New tourism zones are being formed in KP; 20 new tourist spots have been identified in KP. Industrial sectors profit year ending 30th June 2019: Banking Rs. 147 bn, Cement Rs. 31bn, Auto sector Rs. 121bn; Oil & Gas Rs. 221bn; Fertilizer Rs. 68bn; and Power Rs. 27bn. PIA completes overhauling of Boeing 777 indigenously; government awards license to foreign firms for renewable energy projects. FBR struck a deal with UAE government for exchanging details of Pakistani asset owners; issue of Aqama abuse is also being handled. Global investors bought Pakistan’s local currency bonds for $342 million i.e. Portfolio Investment. Total export quantity increased by 12%, in 2019 YoY basis; textile exports cross $13 bn due to 26% increase in quantity. Imports fall by 20.5% and exports increased by 2.7% FQ FY, trade deficit shrinks by 35% to $5.72 billion and telecom sector revenue will be Rs. 338 bn.

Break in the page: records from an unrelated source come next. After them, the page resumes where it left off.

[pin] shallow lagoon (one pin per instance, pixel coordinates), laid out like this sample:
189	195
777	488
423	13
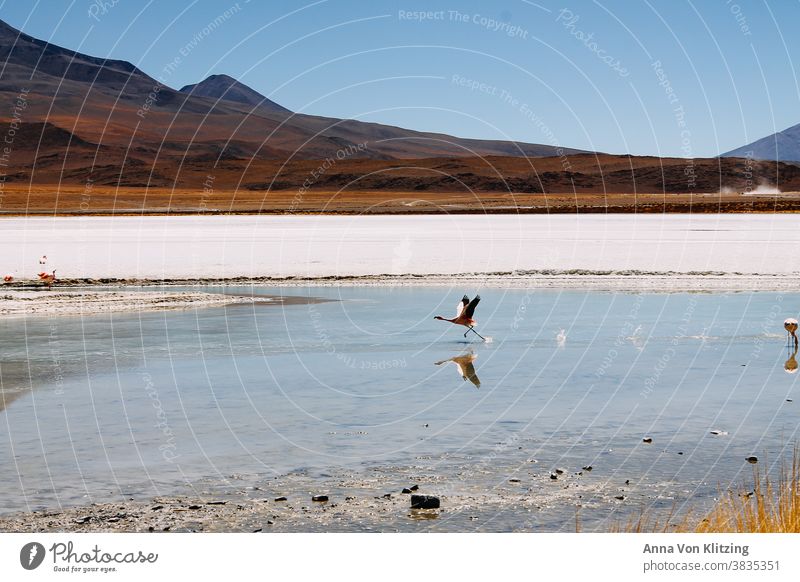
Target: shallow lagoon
138	405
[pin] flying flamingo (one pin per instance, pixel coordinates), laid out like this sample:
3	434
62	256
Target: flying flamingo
465	368
790	325
48	278
464	312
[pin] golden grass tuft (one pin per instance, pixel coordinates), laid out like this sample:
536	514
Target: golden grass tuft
770	507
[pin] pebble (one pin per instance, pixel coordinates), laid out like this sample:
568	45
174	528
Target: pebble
424	502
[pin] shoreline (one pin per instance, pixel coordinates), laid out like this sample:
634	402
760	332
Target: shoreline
95	296
355	501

Due to the flawed economic policies of the previous governments, Pakistan’s external debt had mounted to around $90 billion; economic reserves (including SBP and commercial banks) had declined to $12 bn, not enough for even three months imports. As regards payment of installments of previous loans, the country was on the verge of default. Therefore, Prime Minister Imran Khan had to approach Pakistan’s friends Saudi Arabia and the UAE who were generous to deposit $2 bn each in State Bank of Pakistan in addition to supply of oil on deferred payment basis. Thus Pakistan averted the default due to Imran Khan’s efforts. As stated above, the Federal Board of Revenue (FBR) has collected Rs. 960 billion in the first quarter of current fiscal year 2019/2020, which is about 90 percent of the target for the quarter. All of this shows that economic turnaround is now in sight.

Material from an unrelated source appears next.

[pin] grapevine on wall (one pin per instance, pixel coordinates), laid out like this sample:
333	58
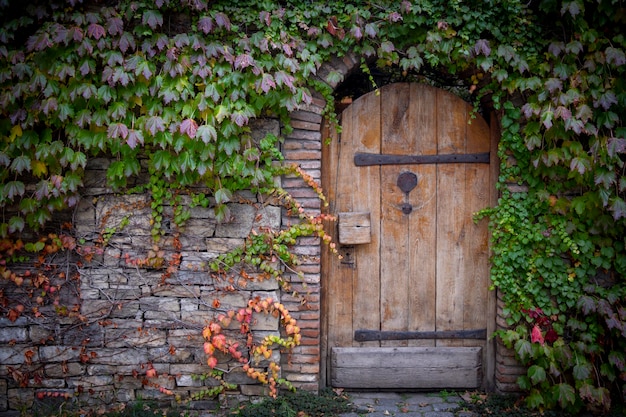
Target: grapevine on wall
175	84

It is important to recount the achievements and measures by the PTI government to put economy on the path to recovery and to increase employment opportunities, which includes Pakistan Post launching of National Internship Program with 35000 vacancies. Textile industry showed 26% growth in quantitative terms according to APTMA. Remittances in September 2019 increased by 17.5% compared to September 2018. Despite financial constraints, the government is alive to the problems faced by the people; hence it is focusing on education sector and other projects for the welfare of the people. As many as 7000 children were enrolled in Islamabad under a campaign led by Federal Education Ministry. And first balloting of Naya Pakistan Housing Scheme in Lodhran took place, and to start with 700 people awarded and 100 kept on waiting list. With expeditious implementation of such schemes, people would start realizing that the economic mess was created by the previous governments.
—The writer is a senior journalist based in Lahore.